To deploy the model, use the following `vllm serve` command:

```bash
vllm serve inclusionAI/Qwen3-32B-AWorld \
--rope-scaling '{"rope_type":"yarn","factor":4.0,"original_max_position_embeddings":32768}' \
--max-model-len 131072 \
--gpu-memory-utilization 0.85 \
--dtype bfloat16 \
--tensor-parallel-size 8 \
--enable-auto-tool-choice \
--tool-call-parser hermes
```

**Key Configuration:**

*   **Deployment Recommendation:** We recommend deploying the model on **8 GPUs** to enhance concurrency. The `tensor-parallel-size` argument should be set to the number of GPUs you are using (e.g., `8` in the command above).
*   **Tool Usage Flags:** To enable the model's tool-calling capabilities, it is crucial to include the `--enable-auto-tool-choice` and `--tool-call-parser hermes` flags. These ensure that the model can correctly process tool calls and parse the results.

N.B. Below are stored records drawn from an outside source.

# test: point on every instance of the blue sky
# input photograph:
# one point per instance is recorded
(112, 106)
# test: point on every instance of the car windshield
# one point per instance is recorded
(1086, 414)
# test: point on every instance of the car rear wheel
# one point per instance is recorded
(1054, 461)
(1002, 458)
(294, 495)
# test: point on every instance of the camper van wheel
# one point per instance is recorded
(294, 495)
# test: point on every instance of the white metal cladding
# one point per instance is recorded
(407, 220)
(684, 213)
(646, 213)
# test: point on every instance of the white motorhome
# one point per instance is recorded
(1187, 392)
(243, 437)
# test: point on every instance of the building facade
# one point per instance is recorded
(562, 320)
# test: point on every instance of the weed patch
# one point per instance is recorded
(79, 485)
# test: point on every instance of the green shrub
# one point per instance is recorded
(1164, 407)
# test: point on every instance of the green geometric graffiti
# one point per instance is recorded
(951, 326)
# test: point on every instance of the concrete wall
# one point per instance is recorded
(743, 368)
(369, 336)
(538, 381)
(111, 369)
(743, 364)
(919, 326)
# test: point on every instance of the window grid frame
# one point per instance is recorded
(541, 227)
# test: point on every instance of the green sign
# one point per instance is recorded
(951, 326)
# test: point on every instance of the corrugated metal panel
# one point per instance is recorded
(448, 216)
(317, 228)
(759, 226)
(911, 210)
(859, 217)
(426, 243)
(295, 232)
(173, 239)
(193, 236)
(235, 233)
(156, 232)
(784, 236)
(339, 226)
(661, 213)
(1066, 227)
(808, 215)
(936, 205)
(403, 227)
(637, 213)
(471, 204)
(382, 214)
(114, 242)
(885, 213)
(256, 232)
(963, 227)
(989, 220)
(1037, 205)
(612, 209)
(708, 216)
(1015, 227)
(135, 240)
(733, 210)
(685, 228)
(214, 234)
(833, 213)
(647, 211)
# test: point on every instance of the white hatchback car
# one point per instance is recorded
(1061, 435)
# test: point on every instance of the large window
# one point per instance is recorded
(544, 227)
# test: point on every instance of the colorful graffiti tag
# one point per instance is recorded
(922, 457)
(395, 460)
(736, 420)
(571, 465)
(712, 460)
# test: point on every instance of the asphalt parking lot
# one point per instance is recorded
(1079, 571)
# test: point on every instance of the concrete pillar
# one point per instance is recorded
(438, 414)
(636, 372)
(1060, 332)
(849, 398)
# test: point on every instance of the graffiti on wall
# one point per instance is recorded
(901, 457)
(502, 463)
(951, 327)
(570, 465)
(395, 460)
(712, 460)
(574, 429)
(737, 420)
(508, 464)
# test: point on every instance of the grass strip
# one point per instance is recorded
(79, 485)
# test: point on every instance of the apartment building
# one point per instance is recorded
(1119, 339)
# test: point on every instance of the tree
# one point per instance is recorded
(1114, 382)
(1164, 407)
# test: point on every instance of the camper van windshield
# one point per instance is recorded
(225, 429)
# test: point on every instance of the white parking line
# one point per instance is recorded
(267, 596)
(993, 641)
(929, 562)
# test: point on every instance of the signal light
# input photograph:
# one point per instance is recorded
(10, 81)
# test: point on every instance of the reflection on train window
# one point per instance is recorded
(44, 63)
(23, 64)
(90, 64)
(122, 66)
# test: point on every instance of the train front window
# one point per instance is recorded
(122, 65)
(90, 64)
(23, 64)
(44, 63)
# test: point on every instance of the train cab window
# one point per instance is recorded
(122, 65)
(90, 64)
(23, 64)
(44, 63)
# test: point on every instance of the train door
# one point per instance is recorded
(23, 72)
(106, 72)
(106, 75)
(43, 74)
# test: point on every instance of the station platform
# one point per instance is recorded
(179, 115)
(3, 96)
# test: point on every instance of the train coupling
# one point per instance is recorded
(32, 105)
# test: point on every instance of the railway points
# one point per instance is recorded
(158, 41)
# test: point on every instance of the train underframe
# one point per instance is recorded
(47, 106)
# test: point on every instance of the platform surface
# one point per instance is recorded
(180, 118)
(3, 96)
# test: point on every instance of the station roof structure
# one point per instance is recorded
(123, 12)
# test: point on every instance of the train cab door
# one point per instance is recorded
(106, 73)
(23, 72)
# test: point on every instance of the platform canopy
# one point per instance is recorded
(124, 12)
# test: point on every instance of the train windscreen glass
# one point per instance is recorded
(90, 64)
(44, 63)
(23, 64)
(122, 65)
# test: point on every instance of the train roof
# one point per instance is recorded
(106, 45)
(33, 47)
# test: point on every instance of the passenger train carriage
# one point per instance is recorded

### Making Inference Calls

When making an inference request, you must include the `tools` you want the model to use. The format should follow the official OpenAI API specification.

Here is a complete Python example for making an API call to the deployed model using the requests library. This example demonstrates how to query the model with a specific tool.

```python
import requests
import json

# Define the tools available for the model to use
tools = [
    {
      "type": "function",
      "function": {
        "name": "mcp__google-search__search",
        "description": "Perform a web search query",
        "parameters": {
          "type": "object",
          "properties": {
            "query": {
              "description": "Search query",
              "type": "string"
            },
            "num": {
              "description": "Number of results (1-10)",
              "type": "number"
            }
          },
          "required": [
            "query"
          ]
        }
      }
    }
]

# Define the user's prompt
messages = [
    {
        "role": "user", 
        "content": "Search for hangzhou's weather today."
    }
]

# Set generation parameters
temperature = 0.6
top_p = 0.95
top_k = 20
min_p = 0

# Prepare the request payload
data = {
    "messages": messages,
    "tools": tools,
    "temperature": temperature,
    "top_p": top_p,
    "top_k": top_k,
    "min_p": min_p,
}

# The endpoint for the vLLM OpenAI-compatible server
# Replace {your_ip} and {your_port} with the actual IP address and port of your server.
url = "http://{your_ip}:{your_port}/v1/chat/completions"

# Send the POST request
response = requests.post(
    url,
    headers={"Content-Type": "application/json"},
    data=json.dumps(data)
)

# Print the response from the server
print("Status Code:", response.status_code)
print("Response Body:", response.text)

```

**Note:**

*   Remember to replace `{your_ip}` and `{your_port}` in the `url` variable with the actual IP address and port where your vLLM server is running. The default port is typically `8000`.